Im März dieses Jahres hat die Saarmunderin den beruflichen Neuanfang gewagt und ihren Seniorenbegleitdienst gegründet. In Potsdam und im Umland ist sie seitdem mit ihrem roten Auto unterwegs, besucht ältere Menschen, geht mit ihnen ins Café oder in die Apotheke, hilft bei Behördengängen und beim Einkauf. Manche wollen auch nur mit ihr reden, weil sie davor ein ganzes Wochenende kein Wort gesprochen haben.
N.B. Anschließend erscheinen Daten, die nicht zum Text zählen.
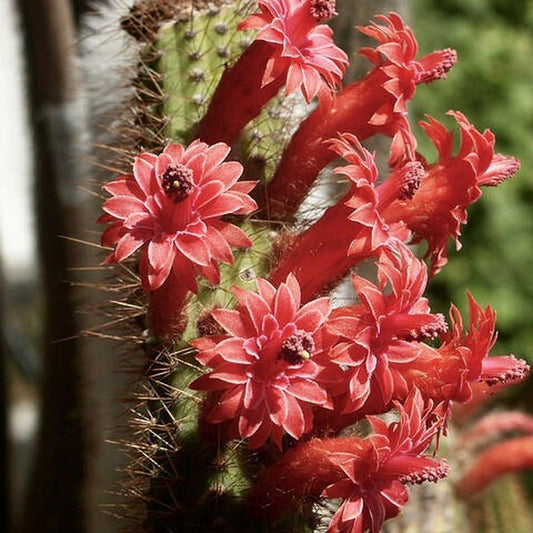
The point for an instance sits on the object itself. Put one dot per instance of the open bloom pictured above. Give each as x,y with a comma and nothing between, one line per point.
267,366
302,49
171,208
375,104
377,335
438,208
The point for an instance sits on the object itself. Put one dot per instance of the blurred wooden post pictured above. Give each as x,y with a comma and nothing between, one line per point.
53,501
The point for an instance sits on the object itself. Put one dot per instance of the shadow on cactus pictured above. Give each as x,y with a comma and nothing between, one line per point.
261,402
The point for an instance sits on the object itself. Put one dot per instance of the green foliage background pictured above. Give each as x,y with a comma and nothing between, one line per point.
492,84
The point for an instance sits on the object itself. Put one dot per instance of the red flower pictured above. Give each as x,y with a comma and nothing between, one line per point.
375,104
353,229
303,50
438,208
369,474
267,365
373,486
462,360
377,335
170,207
395,56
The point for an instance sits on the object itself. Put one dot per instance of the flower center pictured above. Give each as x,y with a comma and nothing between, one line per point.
297,348
177,182
322,9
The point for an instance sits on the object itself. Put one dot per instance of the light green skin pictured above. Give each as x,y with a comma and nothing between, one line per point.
193,56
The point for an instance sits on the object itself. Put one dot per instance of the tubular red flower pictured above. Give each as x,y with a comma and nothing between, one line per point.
376,104
438,208
376,335
352,230
290,48
463,359
303,50
269,367
170,208
369,474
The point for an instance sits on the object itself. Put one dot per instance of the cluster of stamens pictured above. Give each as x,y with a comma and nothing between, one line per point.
429,474
177,182
297,348
322,9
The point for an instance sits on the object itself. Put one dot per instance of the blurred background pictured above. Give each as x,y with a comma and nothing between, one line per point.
47,423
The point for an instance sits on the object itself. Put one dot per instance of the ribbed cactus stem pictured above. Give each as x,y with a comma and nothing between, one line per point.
242,85
166,317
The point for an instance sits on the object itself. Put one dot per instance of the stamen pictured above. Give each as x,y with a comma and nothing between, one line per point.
177,182
502,369
322,9
501,168
297,348
437,64
402,184
431,474
428,331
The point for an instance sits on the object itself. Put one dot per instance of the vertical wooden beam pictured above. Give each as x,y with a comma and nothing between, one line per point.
53,502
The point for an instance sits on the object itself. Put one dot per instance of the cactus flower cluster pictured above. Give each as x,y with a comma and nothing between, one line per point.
281,369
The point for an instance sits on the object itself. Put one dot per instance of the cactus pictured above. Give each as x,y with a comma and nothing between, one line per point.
258,393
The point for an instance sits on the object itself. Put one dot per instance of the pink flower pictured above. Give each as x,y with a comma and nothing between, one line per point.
377,335
373,485
303,49
375,104
171,209
438,208
267,365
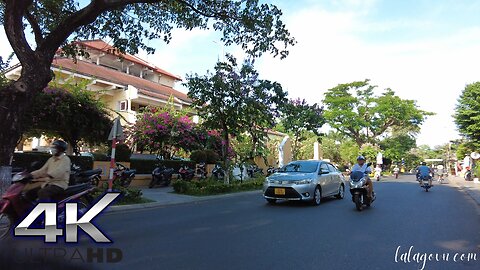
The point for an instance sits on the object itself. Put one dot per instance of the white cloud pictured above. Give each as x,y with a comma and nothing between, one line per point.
330,50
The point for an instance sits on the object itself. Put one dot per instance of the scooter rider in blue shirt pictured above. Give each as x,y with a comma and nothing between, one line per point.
423,172
363,167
Es sind oft ältere Menschen, die allein leben oder deren Angehörige in weiter Ferne wohnen, die ihre Dienste in Anspruch nehmen.

Manchmal wird sie gebucht, um Wünsche zu erfüllen. „Mit einer Frau bin ich über die Dörfer gefahren – so wie sie es früher mit ihrem Mann getan hat. Sie hat es genossen, im Auto zu sitzen und die Felder anzuschauen“, erzählt Gudrun Walter. „Ich habe immer noch Probleme, danach den Preis zu nennen“, sagt sie. Ihr sei es lieber, eine Monatsrechnung zu schreiben. Fast entschuldigend fügt sie hinzu: „Ich kann es nicht ehrenamtlich machen. Ich zahle Steuern, habe Kosten und muss mich krankenversichern.“ Bezahlt wird nach freier Vereinbarung, in der Regel liegt der Stundenpreis bei 25 Euro. Vorher bietet die 58-Jährige ein kostenloses Beratungsgespräch an. „Sie müssen mich ja erst einmal kennenlernen.“

Gudrun Walter hat inzwischen Stammkunden. Manche vertrauen ihr so sehr, dass sie im Arztzimmer mit dabei sein soll – um mitzuhören und zu erklären. „Ich habe ein bisschen medizinische Kenntnisse“, sagt die Saarmunderin. In der Ausbildung zur Zahnarzthelferin stand zu DDR-Zeiten auch die Anatomie des Menschen auf dem Programm. Ab 1979 arbeitete sie als Zahnarzthelferin in Potsdam – bis ihre Chefin die Praxis aufgab. „Irgendwo war bei mir aber auch die Luft raus. Ich hatte die Freude an meinem Beruf verloren.“ Sie ist danach ein Jahr arbeitslos und nutzt die Zeit, um sich selbst einen Lebenswunsch zu erfüllen. Sie pilgert auf dem Jakobsweg – die ersten drei Wochen allein, danach mit ihrer Tochter. Die erste Woche auf dem Jakobsweg habe sie gelitten. Der Weg baue einen danach aber auch wieder auf: „Ich habe dort Mut, Zuversicht und Selbstvertrauen getankt.“ Und die Erkenntnis gewonnen, „dass ich etwas anderes machen muss“. Von diesem Entschluss lässt sie sich auch von der Arbeitsagentur-Mitarbeiterin nicht abbringen, die will, dass sie in ihren alten Beruf zurückkehrt.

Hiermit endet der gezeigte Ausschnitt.